Dams are one of the problems associated with hydropower. While hydropower operations can survive off of nature, it is not always controllable. The building of a dam allows for control over the speed and amount of water usage. In order to supply large amounts of electricity with hydropower, some rerouting of nature has to occur. Dams cause changes in the environment that can affect wildlife. They also pose a threat of dangerous flooding in the event of a malfunction. People tend to build homes and businesses where natural water sources used to be located. Dams often give a false sense of security to surrounding areas. The addition of a damn takes nature, somewhat, out of the hydropower alternative.

Cost

Hydropower is a costly expenditure. The main expense lies in the startup. The corresponding dams add substantially to the basic costs of power plant construction. Once the plant is up and running, however, costs decline. Hydropower plants are low maintenance, requiring few employees. Costs over years of productivity relate to safety repairs and updates.

Construction and Adjustments

Construction of any major plant involves heavy machinery. The majority of the pollution from a hydropower plant is generated during this time.
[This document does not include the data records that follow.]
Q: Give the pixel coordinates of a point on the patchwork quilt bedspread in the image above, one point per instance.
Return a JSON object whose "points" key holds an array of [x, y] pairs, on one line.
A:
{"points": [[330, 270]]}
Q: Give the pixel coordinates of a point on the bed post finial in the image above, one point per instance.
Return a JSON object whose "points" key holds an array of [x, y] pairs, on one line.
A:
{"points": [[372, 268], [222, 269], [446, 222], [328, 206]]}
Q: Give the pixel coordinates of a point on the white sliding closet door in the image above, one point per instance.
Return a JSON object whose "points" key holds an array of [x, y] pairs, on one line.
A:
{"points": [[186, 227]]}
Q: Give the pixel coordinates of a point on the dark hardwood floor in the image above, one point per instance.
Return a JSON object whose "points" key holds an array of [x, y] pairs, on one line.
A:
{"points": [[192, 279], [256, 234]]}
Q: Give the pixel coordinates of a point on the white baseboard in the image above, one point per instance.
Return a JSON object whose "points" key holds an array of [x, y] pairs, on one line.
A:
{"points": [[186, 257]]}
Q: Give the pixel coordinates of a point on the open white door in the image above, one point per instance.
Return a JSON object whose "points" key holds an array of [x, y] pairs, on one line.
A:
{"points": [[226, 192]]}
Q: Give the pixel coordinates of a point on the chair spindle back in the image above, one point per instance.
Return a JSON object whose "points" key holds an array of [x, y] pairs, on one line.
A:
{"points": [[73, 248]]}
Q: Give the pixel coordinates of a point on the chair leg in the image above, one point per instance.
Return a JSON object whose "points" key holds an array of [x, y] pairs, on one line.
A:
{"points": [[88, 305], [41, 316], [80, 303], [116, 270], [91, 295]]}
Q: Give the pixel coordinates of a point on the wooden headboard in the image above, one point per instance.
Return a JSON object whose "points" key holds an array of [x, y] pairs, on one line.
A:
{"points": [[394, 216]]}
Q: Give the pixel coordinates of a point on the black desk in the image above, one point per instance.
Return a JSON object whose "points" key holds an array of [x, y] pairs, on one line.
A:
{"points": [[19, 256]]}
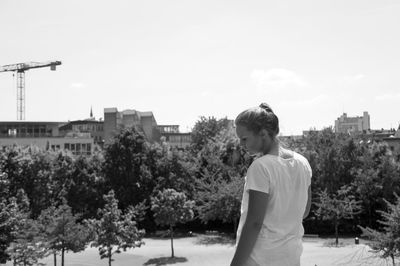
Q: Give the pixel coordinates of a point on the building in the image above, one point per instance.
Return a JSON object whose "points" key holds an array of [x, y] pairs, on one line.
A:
{"points": [[174, 137], [145, 122], [357, 124], [394, 141], [91, 126], [44, 135]]}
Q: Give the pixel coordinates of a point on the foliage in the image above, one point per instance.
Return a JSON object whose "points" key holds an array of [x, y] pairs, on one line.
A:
{"points": [[13, 214], [206, 129], [25, 244], [171, 207], [27, 247], [114, 231], [337, 207], [60, 230], [125, 168], [386, 242], [173, 168], [220, 200]]}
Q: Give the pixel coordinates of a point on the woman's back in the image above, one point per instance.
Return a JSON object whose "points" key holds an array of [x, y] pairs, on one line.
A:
{"points": [[286, 180]]}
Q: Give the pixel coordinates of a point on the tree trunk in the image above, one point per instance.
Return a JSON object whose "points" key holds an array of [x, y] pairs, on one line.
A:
{"points": [[109, 256], [235, 222], [172, 241], [336, 233], [62, 257]]}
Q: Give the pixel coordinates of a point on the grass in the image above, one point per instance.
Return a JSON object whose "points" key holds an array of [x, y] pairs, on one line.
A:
{"points": [[217, 250]]}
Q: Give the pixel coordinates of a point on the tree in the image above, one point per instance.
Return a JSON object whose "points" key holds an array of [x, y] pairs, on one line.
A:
{"points": [[387, 241], [206, 129], [26, 247], [125, 168], [84, 191], [220, 200], [13, 214], [337, 207], [171, 207], [61, 231], [173, 169], [115, 231]]}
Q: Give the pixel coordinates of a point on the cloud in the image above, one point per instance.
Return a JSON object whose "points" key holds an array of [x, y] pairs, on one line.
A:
{"points": [[358, 77], [77, 85], [312, 102], [388, 96], [277, 79]]}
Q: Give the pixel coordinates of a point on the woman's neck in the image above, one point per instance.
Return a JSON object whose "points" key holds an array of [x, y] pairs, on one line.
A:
{"points": [[273, 149]]}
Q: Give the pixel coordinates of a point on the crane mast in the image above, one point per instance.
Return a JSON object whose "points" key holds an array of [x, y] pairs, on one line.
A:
{"points": [[20, 69]]}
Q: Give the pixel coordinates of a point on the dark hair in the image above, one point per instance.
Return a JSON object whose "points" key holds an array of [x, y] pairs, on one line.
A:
{"points": [[257, 118]]}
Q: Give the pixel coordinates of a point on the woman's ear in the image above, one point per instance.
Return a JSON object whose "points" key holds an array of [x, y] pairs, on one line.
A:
{"points": [[264, 133]]}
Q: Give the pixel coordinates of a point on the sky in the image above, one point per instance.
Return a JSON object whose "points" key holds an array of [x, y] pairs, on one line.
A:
{"points": [[311, 61]]}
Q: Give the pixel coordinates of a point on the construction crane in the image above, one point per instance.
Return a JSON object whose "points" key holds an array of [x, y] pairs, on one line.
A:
{"points": [[20, 70]]}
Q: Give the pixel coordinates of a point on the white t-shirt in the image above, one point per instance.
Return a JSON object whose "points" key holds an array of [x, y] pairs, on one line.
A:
{"points": [[286, 181]]}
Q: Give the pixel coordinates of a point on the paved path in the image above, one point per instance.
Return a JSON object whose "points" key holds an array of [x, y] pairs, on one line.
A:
{"points": [[214, 251]]}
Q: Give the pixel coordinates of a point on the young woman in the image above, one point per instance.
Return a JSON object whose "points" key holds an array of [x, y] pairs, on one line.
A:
{"points": [[276, 196]]}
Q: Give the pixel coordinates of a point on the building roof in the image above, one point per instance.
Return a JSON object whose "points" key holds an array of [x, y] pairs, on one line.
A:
{"points": [[110, 110], [31, 123], [129, 112], [148, 113]]}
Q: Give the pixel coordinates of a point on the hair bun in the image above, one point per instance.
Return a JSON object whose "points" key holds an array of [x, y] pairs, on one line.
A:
{"points": [[266, 107]]}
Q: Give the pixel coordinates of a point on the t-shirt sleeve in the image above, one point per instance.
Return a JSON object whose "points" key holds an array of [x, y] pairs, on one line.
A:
{"points": [[258, 178], [308, 171]]}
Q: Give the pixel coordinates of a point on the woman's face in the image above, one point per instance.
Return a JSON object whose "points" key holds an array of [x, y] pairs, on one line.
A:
{"points": [[251, 141]]}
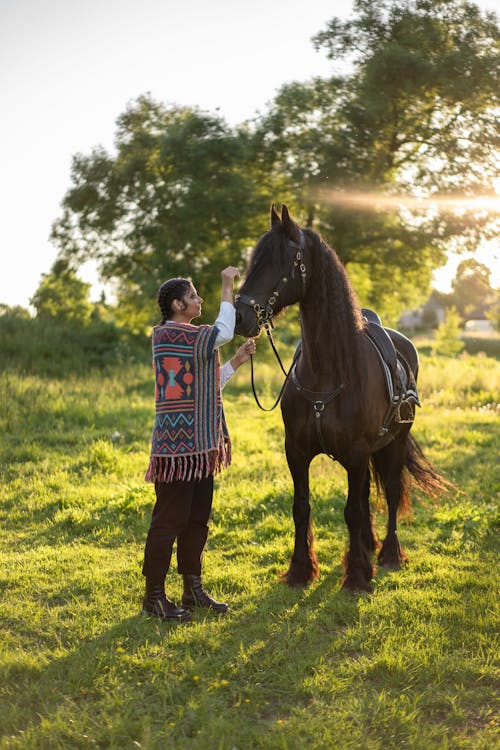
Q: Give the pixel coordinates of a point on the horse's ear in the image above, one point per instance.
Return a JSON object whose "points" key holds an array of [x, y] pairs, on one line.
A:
{"points": [[275, 219], [290, 227]]}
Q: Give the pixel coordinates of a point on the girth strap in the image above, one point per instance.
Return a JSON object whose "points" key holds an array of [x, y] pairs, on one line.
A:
{"points": [[319, 401]]}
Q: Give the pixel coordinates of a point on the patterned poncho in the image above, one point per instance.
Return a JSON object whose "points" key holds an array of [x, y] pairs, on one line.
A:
{"points": [[190, 437]]}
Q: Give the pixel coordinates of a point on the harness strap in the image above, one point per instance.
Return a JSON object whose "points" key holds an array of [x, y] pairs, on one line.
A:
{"points": [[319, 401]]}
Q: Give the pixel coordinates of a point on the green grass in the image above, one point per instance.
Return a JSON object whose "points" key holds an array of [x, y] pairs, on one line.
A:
{"points": [[414, 665]]}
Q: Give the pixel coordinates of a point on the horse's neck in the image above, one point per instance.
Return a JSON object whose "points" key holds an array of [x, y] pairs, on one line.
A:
{"points": [[319, 361]]}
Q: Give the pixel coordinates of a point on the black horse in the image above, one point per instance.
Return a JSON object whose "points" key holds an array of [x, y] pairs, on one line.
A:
{"points": [[349, 395]]}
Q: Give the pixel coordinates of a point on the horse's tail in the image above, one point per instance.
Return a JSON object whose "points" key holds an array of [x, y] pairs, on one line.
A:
{"points": [[422, 471], [418, 470]]}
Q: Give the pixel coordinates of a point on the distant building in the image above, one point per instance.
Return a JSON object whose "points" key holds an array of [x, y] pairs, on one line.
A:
{"points": [[429, 315], [479, 326]]}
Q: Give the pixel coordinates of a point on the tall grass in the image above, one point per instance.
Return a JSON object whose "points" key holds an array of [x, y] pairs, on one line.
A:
{"points": [[412, 665]]}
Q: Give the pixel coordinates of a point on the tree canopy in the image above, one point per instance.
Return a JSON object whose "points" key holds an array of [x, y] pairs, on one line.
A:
{"points": [[415, 116]]}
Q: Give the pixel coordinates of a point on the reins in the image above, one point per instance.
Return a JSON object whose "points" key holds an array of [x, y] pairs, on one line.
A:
{"points": [[287, 374]]}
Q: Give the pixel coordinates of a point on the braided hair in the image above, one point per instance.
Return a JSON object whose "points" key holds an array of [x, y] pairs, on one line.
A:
{"points": [[170, 290]]}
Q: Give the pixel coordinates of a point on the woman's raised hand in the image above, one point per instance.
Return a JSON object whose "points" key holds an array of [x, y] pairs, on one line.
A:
{"points": [[228, 276]]}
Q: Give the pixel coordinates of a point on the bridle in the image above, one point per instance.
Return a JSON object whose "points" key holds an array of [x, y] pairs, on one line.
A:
{"points": [[264, 314]]}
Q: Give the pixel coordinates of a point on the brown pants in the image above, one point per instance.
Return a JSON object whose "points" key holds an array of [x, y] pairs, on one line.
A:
{"points": [[181, 512]]}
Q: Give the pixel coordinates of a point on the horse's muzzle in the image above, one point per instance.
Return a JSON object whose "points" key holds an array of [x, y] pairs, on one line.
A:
{"points": [[246, 321]]}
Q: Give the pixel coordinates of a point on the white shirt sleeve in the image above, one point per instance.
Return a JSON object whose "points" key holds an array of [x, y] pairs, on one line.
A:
{"points": [[226, 373], [225, 323]]}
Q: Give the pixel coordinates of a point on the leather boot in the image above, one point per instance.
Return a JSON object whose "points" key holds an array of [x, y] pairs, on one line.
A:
{"points": [[156, 604], [195, 596]]}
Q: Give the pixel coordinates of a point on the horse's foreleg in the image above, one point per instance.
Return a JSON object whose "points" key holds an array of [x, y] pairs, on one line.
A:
{"points": [[303, 566], [357, 563]]}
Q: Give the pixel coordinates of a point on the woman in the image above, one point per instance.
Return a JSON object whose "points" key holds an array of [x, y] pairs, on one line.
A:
{"points": [[190, 440]]}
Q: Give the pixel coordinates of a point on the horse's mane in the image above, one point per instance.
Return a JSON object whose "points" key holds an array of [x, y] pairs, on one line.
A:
{"points": [[334, 305], [331, 302]]}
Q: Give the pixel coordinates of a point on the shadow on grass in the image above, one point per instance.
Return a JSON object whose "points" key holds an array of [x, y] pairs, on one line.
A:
{"points": [[140, 672]]}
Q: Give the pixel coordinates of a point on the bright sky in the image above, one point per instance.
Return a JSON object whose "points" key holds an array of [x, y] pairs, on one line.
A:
{"points": [[69, 68]]}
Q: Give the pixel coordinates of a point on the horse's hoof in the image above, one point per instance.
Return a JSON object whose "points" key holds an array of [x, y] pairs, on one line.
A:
{"points": [[392, 560], [356, 585], [295, 579]]}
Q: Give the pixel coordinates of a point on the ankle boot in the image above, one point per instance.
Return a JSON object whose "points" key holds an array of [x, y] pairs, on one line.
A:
{"points": [[195, 596], [156, 604]]}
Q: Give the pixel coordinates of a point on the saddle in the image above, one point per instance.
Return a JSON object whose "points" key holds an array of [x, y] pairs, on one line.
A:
{"points": [[399, 377]]}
Once the plant is in place, however, the pollution potential is halted. Homes and businesses are often moved to make way for these large projects. Sustainable power then comes at the cost of an uprooted community.

Power output can be changed to suit the needs of users. During low use times electricity water can be held back and less power produced. This adjustable advantage is a great conservation tool. Frequent breaks protect machinery, helping it to last longer. Outdated and worn out machinery is a major complication of traditional power plants. Longer lasting equipment reduces waste in the future.

Limited by Nature

Power plants are usually formed with a damn and a man-made lake. The production still relies on a natural water source for the majority of the water, however. Power may be limited in times of drought. A dried-up water source leaves no alternative for power production.  Natural disasters may also cause the plant to be shut down. Large storms, such as hurricanes, can add stress to the supporting structure of dams. Overflow of the dam may also be a complication when inclement weather arises.

Renewable energy offers a hopeful future for our planet. At present, pollution and waste are overpowering our environmental efforts. Hydropower and other alternative power sources aim to make electricity a more natural occurrence. Hydropower has some downfalls, yet lacks many dangers of other methods. Hydropower is gaining momentum across the globe.